EGAP Pipeline

Overview

EGAP (Entheome Genome Assembly Pipeline) is a versatile bioinformatics pipeline for hybrid genome assembly from Oxford Nanopore, Illumina, and PacBio data. It supports multiple input modes and assembly methods and determines the best based on multiple metrics: BUSCO Completeness (Single + Duplicated), Assembly Contig Count, Assembly N50, Assembly L50, and Assembly GC-content.

Preprocess & QC Reads
- Merge or detect multiple FASTQ files.
- Perform read trimming and adapter removal (Trimmomatic, BBDuk).
- Deduplicate reads (Clumpify).
- Filter and correct ONT reads (Filtlong, Ratatosk).
- Generate read metrics (FastQC, NanoPlot, BBMap-based insert-size checks).
Assembly
- MaSuRCA - Will be performed with Illumina Only or with Hybrid (ONT or PacBio).
- Flye - Will be performed with ONT only or PacBio only.
- SPAdes - Will be performed with Illumina only or with Hybrid (ONT or PacBio).
- hifiasm - Will be performed with PacBio only.
Assembly Polishing
- Polishes assemblies with Racon (in ONT) and Pilon (if Illumina).
- Removes haplotigs with purge_dups.
Assembly Curation
- Scaffolds and patches using RagTag against a reference genome (if provided).
- Performs final gap-closing with either TGS-GapCloser (if ONT) or ABySS-Sealer (if Illumina-only).
Quality Assessments & Classification
- Runs Compleasm (BUSCO) on two lineages to measure completeness.
- Runs QUAST for contiguity statistics (N50, L50, GC%, etc.).
- Rates the final assembly as AMAZING, GREAT, OK, or POOR based on combined metrics.
- (Optional) Integrates coverage calculations against a reference or final assembly size.
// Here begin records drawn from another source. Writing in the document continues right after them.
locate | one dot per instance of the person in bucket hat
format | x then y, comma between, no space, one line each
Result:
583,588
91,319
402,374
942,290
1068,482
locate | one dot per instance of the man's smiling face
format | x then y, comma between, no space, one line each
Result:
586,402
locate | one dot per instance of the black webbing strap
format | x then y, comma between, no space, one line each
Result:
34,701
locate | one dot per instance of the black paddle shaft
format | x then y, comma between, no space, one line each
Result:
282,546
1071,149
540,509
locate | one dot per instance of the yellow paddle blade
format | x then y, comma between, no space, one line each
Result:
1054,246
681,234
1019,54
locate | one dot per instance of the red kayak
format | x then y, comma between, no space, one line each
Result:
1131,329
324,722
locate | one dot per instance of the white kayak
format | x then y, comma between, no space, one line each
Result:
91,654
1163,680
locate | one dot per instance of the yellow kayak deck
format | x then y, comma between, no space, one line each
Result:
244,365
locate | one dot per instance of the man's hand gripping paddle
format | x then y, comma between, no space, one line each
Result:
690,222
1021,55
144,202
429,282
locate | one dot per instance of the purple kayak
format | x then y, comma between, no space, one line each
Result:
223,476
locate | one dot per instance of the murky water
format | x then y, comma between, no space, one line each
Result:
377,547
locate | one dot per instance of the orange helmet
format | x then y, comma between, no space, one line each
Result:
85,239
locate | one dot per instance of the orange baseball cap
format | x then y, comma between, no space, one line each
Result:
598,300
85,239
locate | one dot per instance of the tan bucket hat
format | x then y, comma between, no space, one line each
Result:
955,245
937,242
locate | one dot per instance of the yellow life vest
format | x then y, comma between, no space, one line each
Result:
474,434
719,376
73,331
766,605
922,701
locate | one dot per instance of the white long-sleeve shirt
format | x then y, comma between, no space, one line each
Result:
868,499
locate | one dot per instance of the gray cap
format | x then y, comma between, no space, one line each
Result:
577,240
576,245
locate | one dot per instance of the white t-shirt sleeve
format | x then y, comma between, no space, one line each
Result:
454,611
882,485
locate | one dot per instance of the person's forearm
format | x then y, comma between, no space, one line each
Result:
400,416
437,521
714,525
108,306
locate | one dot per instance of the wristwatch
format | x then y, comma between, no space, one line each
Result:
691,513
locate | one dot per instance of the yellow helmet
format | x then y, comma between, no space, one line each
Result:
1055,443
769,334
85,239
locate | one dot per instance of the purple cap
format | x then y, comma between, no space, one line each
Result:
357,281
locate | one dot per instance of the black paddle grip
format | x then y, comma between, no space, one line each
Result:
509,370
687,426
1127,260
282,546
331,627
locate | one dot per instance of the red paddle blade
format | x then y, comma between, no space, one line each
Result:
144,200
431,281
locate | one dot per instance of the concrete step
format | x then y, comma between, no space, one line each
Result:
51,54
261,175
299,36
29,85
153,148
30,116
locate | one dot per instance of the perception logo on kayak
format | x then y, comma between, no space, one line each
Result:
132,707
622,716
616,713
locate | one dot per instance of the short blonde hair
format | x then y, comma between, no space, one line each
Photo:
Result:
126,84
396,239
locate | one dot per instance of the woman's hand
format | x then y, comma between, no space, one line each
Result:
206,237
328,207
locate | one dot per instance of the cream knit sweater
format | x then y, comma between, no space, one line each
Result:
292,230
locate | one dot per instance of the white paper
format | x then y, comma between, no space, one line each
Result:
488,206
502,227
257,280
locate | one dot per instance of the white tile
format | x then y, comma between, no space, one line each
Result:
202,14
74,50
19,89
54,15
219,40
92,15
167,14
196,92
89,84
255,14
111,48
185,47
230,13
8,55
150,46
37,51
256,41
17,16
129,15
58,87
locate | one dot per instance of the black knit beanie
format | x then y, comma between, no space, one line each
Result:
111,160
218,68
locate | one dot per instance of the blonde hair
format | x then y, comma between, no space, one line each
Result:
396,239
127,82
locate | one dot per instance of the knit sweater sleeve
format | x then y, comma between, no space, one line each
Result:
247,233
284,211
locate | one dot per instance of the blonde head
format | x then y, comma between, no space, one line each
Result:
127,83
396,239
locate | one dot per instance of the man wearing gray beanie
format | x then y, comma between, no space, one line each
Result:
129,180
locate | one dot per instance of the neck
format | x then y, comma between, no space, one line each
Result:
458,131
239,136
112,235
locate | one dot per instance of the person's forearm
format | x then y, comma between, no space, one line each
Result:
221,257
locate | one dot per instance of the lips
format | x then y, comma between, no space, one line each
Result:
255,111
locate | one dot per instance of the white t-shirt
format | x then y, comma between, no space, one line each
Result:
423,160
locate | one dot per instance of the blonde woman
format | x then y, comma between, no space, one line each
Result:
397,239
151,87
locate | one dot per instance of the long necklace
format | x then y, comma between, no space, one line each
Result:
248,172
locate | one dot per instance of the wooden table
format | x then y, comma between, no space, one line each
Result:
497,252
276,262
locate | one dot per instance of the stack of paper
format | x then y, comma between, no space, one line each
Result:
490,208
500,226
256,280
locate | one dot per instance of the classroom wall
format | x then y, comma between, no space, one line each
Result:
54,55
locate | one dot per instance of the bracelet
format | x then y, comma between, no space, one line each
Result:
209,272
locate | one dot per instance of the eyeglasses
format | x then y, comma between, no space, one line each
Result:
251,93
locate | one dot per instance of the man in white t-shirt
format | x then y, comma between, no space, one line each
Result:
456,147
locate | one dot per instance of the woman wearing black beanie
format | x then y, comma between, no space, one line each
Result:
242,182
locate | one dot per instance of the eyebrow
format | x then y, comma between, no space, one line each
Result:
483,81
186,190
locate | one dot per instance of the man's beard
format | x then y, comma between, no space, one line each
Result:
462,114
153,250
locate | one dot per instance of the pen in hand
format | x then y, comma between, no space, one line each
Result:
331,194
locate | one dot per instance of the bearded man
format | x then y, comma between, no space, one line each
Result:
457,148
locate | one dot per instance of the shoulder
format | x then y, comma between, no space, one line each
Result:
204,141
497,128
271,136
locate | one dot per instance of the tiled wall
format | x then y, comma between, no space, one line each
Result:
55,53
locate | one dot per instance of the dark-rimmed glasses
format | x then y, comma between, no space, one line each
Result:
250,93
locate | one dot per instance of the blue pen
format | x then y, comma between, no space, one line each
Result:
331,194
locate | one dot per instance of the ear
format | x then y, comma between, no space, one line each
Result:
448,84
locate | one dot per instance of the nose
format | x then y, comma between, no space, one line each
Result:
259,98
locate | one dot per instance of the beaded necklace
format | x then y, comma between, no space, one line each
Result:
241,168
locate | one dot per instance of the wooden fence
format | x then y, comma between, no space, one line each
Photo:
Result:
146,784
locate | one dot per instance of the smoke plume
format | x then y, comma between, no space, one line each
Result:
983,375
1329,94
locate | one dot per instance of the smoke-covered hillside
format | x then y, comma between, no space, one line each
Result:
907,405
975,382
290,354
Though optimized for fungal genomes, EGAP can be adapted to many other organisms by switching up lineages, reference sequences, or default thresholds.

Note on Supported Input Modes:
Currently, the pipeline supports only the following combinations:

Illumina input only (SRA, DIR, or RAW FASTQ files)
Illumina input + Reference sequence (either GCA accession or a path to a FASTA file)
Illumina input + ONT input (SRA, DIR, or RAW FASTQ files)
Illumina input + ONT input + Reference sequence
PacBio input only (SRA, DIR, or RAW FASTQ files)
PacBio input only + Reference sequence
Illumina input + PacBio input
Illumina input + PacBio input + Reference sequence
Assembly Only Input (for Assembly QC analysis)

NOTE: it is typically not recommended to use a Reference Sequence when assembling Fungal genomes as it can mask rearrangements.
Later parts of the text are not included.